Oleh Dyah Ayu Fitriana

Cublek-cublek suweng….
….
Salah satu lagu dari permainan masa kecil, yang saya yakin semua pembaca yang hidup di era itu akan merasa sangat rindu.
Membicarakan budaya Indonesia rasanya tidak akan ada habis-habisnya. Dari sabang sampai merauke, dari tanah abang sampai ternate hehe. Indonesia memiliki beragam budaya yang khas di setiap daerahnya. Sebagai orang indonesia kita seharusnya patut untuk bersyukur dan bangga menjadi bagian darinya. Beribu kepulauan rasanya telah cukup menunjukkan keindahan keberagaman di Indonesia.

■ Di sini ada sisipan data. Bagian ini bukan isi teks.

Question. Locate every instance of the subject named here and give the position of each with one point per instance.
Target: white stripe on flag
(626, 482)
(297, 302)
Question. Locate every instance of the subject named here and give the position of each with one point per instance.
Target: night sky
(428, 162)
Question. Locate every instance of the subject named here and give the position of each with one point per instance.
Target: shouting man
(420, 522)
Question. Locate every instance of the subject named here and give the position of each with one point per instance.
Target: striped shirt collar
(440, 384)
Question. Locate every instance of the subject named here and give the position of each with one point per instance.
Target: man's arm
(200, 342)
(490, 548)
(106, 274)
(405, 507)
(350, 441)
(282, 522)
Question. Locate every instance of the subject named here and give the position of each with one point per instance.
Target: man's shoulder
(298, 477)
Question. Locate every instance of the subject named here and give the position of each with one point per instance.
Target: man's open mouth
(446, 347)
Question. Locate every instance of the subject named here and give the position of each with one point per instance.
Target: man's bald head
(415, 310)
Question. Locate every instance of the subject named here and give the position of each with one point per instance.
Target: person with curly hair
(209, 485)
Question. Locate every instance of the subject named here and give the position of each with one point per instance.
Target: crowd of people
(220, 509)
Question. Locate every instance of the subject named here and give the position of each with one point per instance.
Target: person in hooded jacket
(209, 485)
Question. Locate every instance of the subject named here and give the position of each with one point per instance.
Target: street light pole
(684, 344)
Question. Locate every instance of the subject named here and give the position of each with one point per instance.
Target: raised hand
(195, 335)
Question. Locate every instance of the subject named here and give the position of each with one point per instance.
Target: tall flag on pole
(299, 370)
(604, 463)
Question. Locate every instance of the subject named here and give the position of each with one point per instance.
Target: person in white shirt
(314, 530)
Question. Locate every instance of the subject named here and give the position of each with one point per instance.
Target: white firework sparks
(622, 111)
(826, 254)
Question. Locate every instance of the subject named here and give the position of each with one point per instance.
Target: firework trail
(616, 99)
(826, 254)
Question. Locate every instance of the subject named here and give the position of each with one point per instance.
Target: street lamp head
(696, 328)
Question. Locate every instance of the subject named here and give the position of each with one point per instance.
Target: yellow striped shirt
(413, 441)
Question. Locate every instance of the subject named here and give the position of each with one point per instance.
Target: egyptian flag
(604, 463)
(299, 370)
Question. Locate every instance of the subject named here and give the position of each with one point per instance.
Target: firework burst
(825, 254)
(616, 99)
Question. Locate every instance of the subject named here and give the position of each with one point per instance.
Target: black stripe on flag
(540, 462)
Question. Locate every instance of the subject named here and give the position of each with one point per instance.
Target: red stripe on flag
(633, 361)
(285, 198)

Salah satu budaya yang sangat berkenang dibenak saya yakni permainan-permainan tradisional yang ada di masa kecil saya. Ada banyak sekali, beberapa yang paling senang dimainkan yakni Jumpritan (Petak umpet) bak-bak’an atau engklek, betengan atau gobak sodor. Dan masih banyak sekali permainan seru yang sering kami mainkan.

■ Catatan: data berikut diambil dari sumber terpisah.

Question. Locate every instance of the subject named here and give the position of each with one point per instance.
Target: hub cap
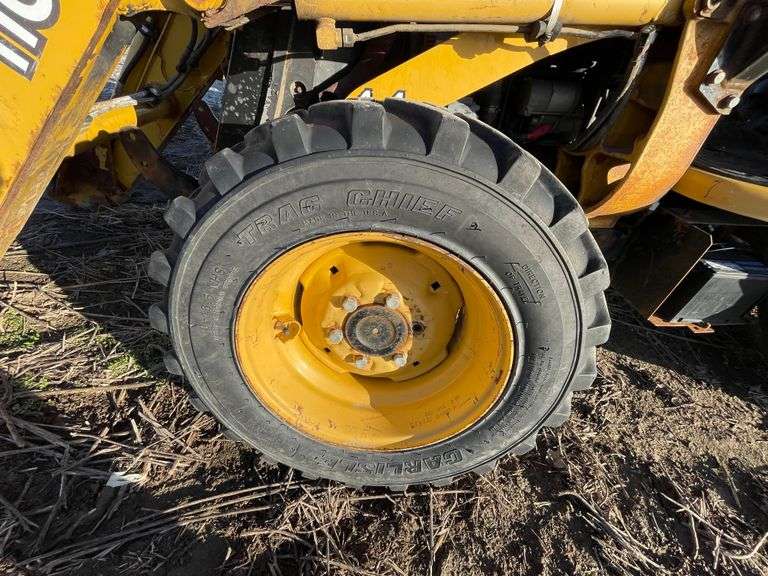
(374, 341)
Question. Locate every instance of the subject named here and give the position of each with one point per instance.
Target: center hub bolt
(392, 301)
(350, 304)
(335, 336)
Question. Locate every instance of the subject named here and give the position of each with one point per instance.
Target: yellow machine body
(57, 56)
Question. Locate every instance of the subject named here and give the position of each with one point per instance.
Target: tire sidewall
(340, 192)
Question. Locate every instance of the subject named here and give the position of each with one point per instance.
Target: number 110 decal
(21, 43)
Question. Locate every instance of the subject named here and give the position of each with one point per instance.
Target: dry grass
(662, 469)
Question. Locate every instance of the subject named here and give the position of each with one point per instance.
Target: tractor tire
(420, 182)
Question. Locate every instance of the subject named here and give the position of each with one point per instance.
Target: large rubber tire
(459, 184)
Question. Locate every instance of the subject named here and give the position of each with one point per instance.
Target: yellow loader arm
(56, 56)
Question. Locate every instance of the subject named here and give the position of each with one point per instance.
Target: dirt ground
(663, 468)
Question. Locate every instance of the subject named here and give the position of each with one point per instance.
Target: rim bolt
(392, 301)
(335, 336)
(350, 303)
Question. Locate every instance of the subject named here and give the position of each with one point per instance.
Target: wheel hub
(376, 330)
(374, 341)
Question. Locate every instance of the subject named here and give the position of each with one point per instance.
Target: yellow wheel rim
(374, 341)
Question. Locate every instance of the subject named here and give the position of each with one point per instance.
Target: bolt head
(335, 336)
(350, 303)
(716, 76)
(729, 102)
(392, 301)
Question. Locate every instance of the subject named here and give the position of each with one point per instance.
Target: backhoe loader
(392, 270)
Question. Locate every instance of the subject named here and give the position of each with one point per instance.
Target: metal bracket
(742, 60)
(154, 167)
(548, 27)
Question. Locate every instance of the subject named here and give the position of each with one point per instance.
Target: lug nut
(729, 102)
(716, 76)
(392, 301)
(350, 303)
(335, 336)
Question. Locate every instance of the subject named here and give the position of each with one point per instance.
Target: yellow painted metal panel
(584, 12)
(737, 196)
(461, 66)
(40, 112)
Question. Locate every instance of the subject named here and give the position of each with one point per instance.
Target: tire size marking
(21, 43)
(401, 468)
(264, 224)
(525, 284)
(395, 199)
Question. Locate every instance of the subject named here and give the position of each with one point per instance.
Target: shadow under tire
(397, 169)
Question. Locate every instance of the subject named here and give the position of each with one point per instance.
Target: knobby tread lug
(526, 446)
(158, 318)
(159, 268)
(594, 283)
(254, 161)
(587, 372)
(181, 215)
(267, 460)
(172, 364)
(443, 482)
(225, 170)
(570, 226)
(369, 127)
(596, 335)
(520, 175)
(561, 414)
(486, 468)
(227, 433)
(291, 138)
(198, 404)
(451, 141)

Tapi saat ini, permainan-permainan tradisional nyatanya sudah mulai memudar dari kehidupan anak-anak. Anak sekolah dasar jika pulang ke rumah sudah tidak lagi berkumpul dengan temannya di lapangan untuk bermain. Alih-alih mereka lebih memilih duduk di rumah memegang Gadget dan memainkan game online-nya. Nggak percaya.. liat aja deh adik anda, atau adiknya tetangga anda, atau adiknya teman hhe.
Dampaknya apa? kabar baiknya anak-anak ini semakin kreatif dan imajinatif karena bisa memainkan permainan yang canggih. Namun tahukah kita bahwa sesungguhnya permainan tradisionnal pun banyak membawa manfaat? bermain dengan teman sebaya, menggerakkan badan dan berinteraksi dengan mereka akhirnya akan membantu perkembangan anak. Anak akan menjadi semakin lincah dan mudah berkomunikasi dengan orang lain. Mereka akan cenderung bisa berlaku lebih ramah daripada generasi yang lebih menyukai terpatut sendiri dengan gadgetnya.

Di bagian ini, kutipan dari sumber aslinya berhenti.